By all accounts, Gödel rarely uttered a word when he attended the logical positivist's meetings in Vienna. So it is not clear if Gödel was originally opposed to logical positivism even if his opposition became absolute as time passed.
The refutation of logical positivism began when Russell pulled the rug out from under Frege with his famous paradox. We still have the polite but lethal letter Russell sent to Frege in 1902 :
Dear Colleague, ... I find myself in complete agreement with you in all essentials... I find in your work discussions and distinctions... one seeks in vain in the work of other logicians. There is just one point in which I have discovered a difficulty. ...
Hilbert's response was to introduce formalism in an attempt to bypass Russell's paradox. Gödel took up Hilbert's monumental programme by attempting to see whether one could prove the consistency and completeness of a formal axiomatic system for mathematical analysis. Of course, he discovered that neither was possible.
What Gödel first discovered was that mathematical truth cannot in principle be confined to a formal system - i.e., truth is not reducible to proof; syntax cannot supplant semantics; intuition cannot be dispensed with in mathematics, indeed, even in arithmetic. This was first metaphorical nail in the logical positivist coffin.
The second nail in the coffin of logical positivism came when Gödel demonstrated that if a given system of axioms for arithmetic were in fact consistent, then it could not be proved consistent by the system itself. In other words, only an inconsistent formal system can prove its own consistency.

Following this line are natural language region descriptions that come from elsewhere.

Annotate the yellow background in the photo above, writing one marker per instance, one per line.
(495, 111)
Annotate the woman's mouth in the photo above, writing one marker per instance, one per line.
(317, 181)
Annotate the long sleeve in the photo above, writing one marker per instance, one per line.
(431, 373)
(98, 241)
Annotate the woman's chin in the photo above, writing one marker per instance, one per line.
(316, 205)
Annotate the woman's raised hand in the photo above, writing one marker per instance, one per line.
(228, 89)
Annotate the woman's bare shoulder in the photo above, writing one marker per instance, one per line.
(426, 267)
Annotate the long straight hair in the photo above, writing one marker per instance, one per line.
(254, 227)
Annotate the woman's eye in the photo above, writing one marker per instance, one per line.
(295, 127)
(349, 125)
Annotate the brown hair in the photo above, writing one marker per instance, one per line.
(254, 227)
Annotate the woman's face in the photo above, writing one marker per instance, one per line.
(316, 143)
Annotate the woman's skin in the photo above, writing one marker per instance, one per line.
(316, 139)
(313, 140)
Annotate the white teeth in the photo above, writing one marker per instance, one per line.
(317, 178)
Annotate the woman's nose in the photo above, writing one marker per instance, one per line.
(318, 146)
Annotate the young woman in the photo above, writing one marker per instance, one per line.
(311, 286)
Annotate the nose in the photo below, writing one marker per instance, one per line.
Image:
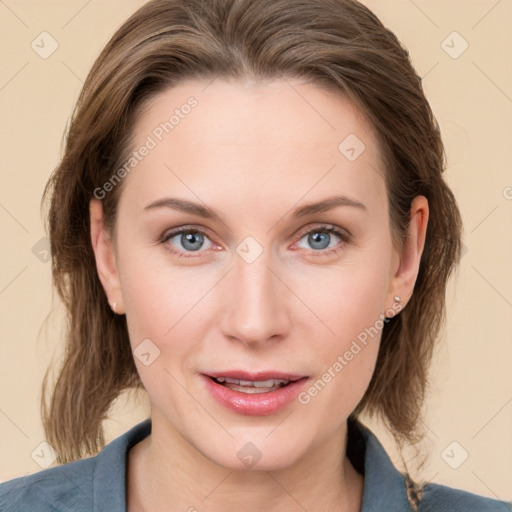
(255, 303)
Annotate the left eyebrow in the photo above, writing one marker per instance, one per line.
(327, 204)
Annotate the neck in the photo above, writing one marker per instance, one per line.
(166, 473)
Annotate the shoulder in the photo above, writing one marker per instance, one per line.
(440, 497)
(385, 488)
(66, 487)
(95, 483)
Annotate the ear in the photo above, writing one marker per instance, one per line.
(104, 254)
(402, 283)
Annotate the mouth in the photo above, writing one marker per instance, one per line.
(251, 387)
(255, 394)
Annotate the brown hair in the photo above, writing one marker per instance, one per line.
(338, 45)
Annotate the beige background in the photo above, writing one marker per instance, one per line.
(471, 95)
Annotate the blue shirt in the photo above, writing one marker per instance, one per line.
(97, 484)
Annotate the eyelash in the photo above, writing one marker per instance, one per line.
(345, 237)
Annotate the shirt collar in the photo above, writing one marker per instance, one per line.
(384, 486)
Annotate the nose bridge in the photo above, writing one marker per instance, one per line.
(256, 303)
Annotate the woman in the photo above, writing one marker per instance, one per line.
(250, 221)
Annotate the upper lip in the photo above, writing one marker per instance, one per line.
(255, 376)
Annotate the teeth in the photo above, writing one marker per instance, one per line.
(257, 384)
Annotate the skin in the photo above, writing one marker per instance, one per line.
(253, 152)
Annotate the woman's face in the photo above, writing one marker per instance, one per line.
(262, 284)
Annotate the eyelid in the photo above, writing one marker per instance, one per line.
(344, 235)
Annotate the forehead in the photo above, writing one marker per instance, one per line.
(278, 138)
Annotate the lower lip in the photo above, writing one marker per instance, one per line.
(257, 404)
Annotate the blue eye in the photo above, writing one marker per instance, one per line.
(191, 240)
(185, 241)
(320, 239)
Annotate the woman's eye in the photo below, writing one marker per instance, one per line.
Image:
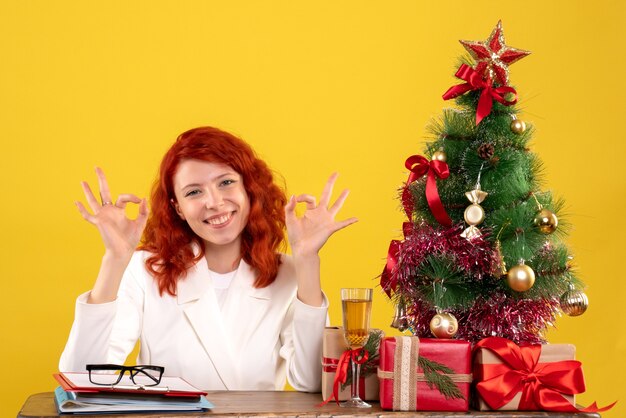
(192, 193)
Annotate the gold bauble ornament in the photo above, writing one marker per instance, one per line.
(474, 214)
(444, 325)
(439, 156)
(518, 126)
(400, 321)
(520, 277)
(574, 302)
(546, 221)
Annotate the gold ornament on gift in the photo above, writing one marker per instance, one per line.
(400, 321)
(444, 325)
(439, 155)
(518, 126)
(520, 277)
(574, 302)
(474, 214)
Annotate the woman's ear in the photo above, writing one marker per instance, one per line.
(177, 209)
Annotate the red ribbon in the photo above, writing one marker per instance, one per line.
(358, 356)
(388, 280)
(542, 385)
(474, 81)
(418, 166)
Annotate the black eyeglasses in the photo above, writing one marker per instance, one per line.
(111, 374)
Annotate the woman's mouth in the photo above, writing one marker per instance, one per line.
(219, 220)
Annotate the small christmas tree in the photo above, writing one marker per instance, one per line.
(483, 252)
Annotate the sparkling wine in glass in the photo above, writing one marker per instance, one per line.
(356, 304)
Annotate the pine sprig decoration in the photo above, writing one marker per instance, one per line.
(436, 375)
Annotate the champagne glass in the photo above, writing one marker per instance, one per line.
(356, 304)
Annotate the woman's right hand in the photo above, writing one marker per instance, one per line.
(119, 233)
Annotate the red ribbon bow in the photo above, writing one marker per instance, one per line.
(358, 356)
(542, 385)
(474, 81)
(418, 166)
(388, 279)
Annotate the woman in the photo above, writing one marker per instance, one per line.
(207, 294)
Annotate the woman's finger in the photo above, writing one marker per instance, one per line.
(308, 199)
(91, 199)
(328, 190)
(142, 216)
(84, 213)
(342, 224)
(105, 193)
(339, 202)
(125, 198)
(290, 209)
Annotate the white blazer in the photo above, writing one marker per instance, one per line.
(258, 339)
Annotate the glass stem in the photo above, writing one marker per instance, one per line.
(356, 376)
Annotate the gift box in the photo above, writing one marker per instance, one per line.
(334, 345)
(527, 378)
(424, 374)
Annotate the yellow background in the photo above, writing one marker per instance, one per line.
(314, 86)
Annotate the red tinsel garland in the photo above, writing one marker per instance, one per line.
(519, 320)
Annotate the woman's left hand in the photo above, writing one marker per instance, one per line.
(308, 233)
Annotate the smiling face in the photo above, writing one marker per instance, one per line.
(212, 199)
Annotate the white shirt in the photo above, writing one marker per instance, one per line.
(258, 340)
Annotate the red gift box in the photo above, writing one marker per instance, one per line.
(406, 386)
(527, 378)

The logical positivists did not go down without a fight. By all accounts, Hilbert's first response to Gödel's results was anger followed by denial. He became the first, but by no means the last, to propose an anti-Gödel principle; an ad hoc principle to be appended to formal mathematics simply to block the application of Gödel's theorems. Gödel was apparently genuinely irritated by this. Hilbert's idea was to append a new rule of deductive inference that would allow for the employment of infinitely many premises. Gödel was quick to point out that this would violate the very idea of a formal system. The cure would kill the patient.
Few of the logical positivists, or philosophers in general, appear to have initially fully understood Gödel's results - the exception being von Neumann. Gödel simply stopped responding to Zermelo's frequent letters. Carnap too, the first to hear Gödel's result, appears to have failed to comprehend its implications for some time. Gödel famously rubbished Wittgenstein's criticisms as trivial. And a host of others.
So although it is unclear whether Gödel initially opposed logical positivism, it is clear that his results spelt its demise and that he well understood it.